The Supreme Court of the United States is in theory populated by nine of the nation’s wises legal minds.  There is probably no better place to apply that wisdom than in the e battle over the institution of marriage.

 Two cases have offered the Court a chance to shine.  The first was a challenge to California’s Proposition 8 which would have added that state to a long list of others who protect traditional marriage.  The second case was challenge to the Defense of Marriage Act (DOMA).  DOMA had been passed with overwhelming majorities in Congress and signed into law by President Clinton.

 The proposition 8 ruling (Hollingsworth v. Perry) was rally no ruling at all.  The Court claimed that private citizens did not have t the right (“standing”) to defend the constitutionality of a state law before appeals courts or the Supreme Court.  Chief Justice Roberts wrote that the proposition backers “had no direct stake in the outcome of their appeal.”

 Justice Kennedy answered Roberts’ reasoning this way:  “…what the court fails to grasp or accept is the basic premise of the initiative process.  And it is this.  The essence of democracy is that the right to make law rests in the people and follows to the government , not the other way around.”

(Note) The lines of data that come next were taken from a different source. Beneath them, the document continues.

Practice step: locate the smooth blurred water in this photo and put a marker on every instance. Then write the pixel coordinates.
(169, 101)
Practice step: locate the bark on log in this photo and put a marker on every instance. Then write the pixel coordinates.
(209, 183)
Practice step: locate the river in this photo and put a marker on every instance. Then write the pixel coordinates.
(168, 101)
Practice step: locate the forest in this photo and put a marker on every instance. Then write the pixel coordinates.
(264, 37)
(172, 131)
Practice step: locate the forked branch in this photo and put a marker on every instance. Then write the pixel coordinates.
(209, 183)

 The DOMA decision (United States v. Windsor) was much more involved.  The liberal majority spent a massive amount of energy justifying the sovereignty of New York state against federal DOMA restrictions.  They skillfully portrayed the protection of traditional marriage as having its origin in vindictiveness and its purpose as targeted inequality.

 The influence of these decisions will reach much deeper than marriage alone.  First, they have inflamed rivalries between the vast majority of state that do not recognize same-sex marriage and those that do.  That will happen because the judgment was purposely limited to federal benefits for “legal” same-sex marriages.

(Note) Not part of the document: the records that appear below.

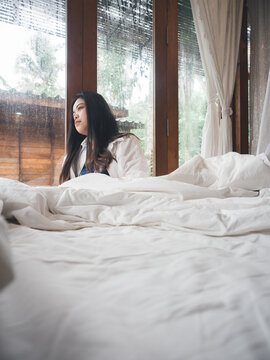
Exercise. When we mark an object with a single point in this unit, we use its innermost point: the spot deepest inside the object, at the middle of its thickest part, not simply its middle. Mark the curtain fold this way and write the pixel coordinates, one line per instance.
(218, 28)
(264, 134)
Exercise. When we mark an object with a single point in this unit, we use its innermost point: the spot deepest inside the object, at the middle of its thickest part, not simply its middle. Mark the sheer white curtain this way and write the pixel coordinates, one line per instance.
(264, 134)
(218, 27)
(259, 15)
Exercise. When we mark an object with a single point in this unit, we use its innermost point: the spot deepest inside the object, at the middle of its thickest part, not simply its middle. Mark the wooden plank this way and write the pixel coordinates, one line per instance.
(160, 86)
(89, 66)
(8, 172)
(172, 85)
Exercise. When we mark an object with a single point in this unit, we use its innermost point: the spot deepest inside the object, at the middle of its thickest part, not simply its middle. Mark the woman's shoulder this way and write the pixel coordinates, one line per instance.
(123, 138)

 It also puts citizens at odds with their own states.  If legally married same-sex couples live in non-recognizing states or move into those states, they will be entitled to federal privileges but no state ones.  It will not take long for that caldron to boil.

 Third, SCOTUS has effectively short-circuited any state level initiative-led legal process. 
The Court has basically ruled that if an appeal is to be heard, it must be represented before federal appeals courts by the very government the initiative was trying to overcome.

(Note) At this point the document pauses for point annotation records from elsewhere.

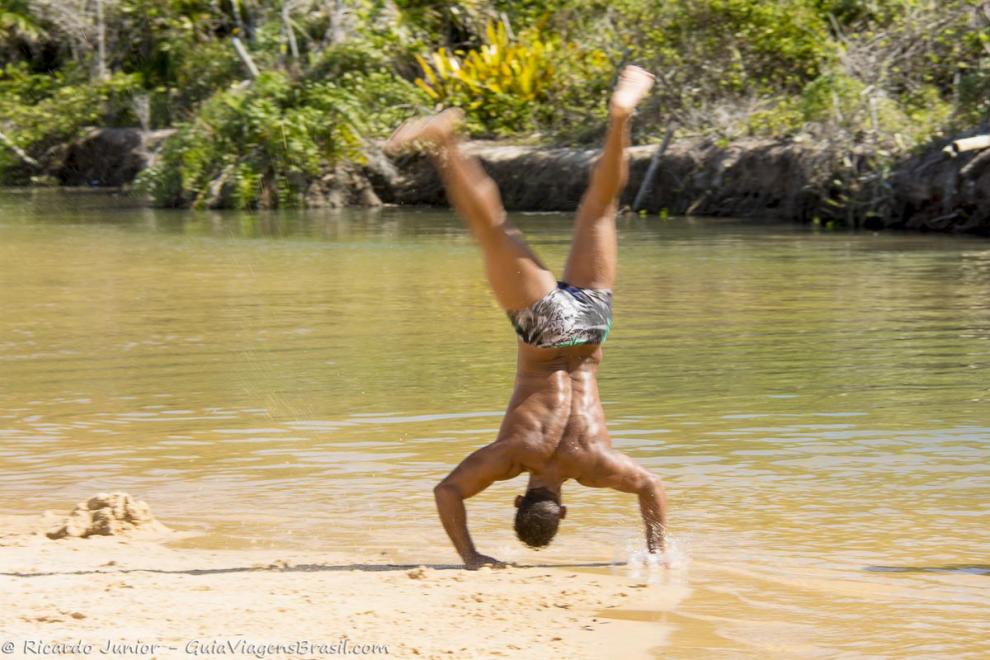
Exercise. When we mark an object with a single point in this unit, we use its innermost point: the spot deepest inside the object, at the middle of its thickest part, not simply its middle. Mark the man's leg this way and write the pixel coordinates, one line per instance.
(591, 263)
(517, 277)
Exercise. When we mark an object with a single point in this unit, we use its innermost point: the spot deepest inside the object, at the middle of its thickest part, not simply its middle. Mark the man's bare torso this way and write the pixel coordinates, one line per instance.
(554, 425)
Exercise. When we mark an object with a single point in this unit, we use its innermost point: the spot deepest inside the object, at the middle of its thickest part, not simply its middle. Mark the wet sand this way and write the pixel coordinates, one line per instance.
(137, 592)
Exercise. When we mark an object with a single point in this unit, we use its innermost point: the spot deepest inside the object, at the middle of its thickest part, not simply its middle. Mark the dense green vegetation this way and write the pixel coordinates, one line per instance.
(337, 74)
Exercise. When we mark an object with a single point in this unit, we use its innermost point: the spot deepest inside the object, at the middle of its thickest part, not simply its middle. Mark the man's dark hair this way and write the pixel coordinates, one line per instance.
(537, 518)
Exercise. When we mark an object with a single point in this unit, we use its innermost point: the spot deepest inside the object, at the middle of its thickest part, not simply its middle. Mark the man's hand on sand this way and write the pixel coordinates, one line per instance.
(479, 560)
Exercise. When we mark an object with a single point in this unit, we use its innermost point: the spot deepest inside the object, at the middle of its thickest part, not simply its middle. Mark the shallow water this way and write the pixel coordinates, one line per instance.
(817, 402)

 In the end, the Court has failed the integrity of marriage and the integrity of citizen-p0owered government.  It has indorsed the formation of a new civil right that has no constitutional basis.  Worst of all, it has added its clout to the clamor of intolerance toward anyone, state or private, who simply wants to preserve marriage.

 Justice Antonin Scalia said it well in his dissent.  “To defend traditional marriage is not to condemn, demean, or humiliate those who would prefer other arrangements, any more that to defend the Constitution of the UnitedState is to condemn, demean or humiliate other constitutions.”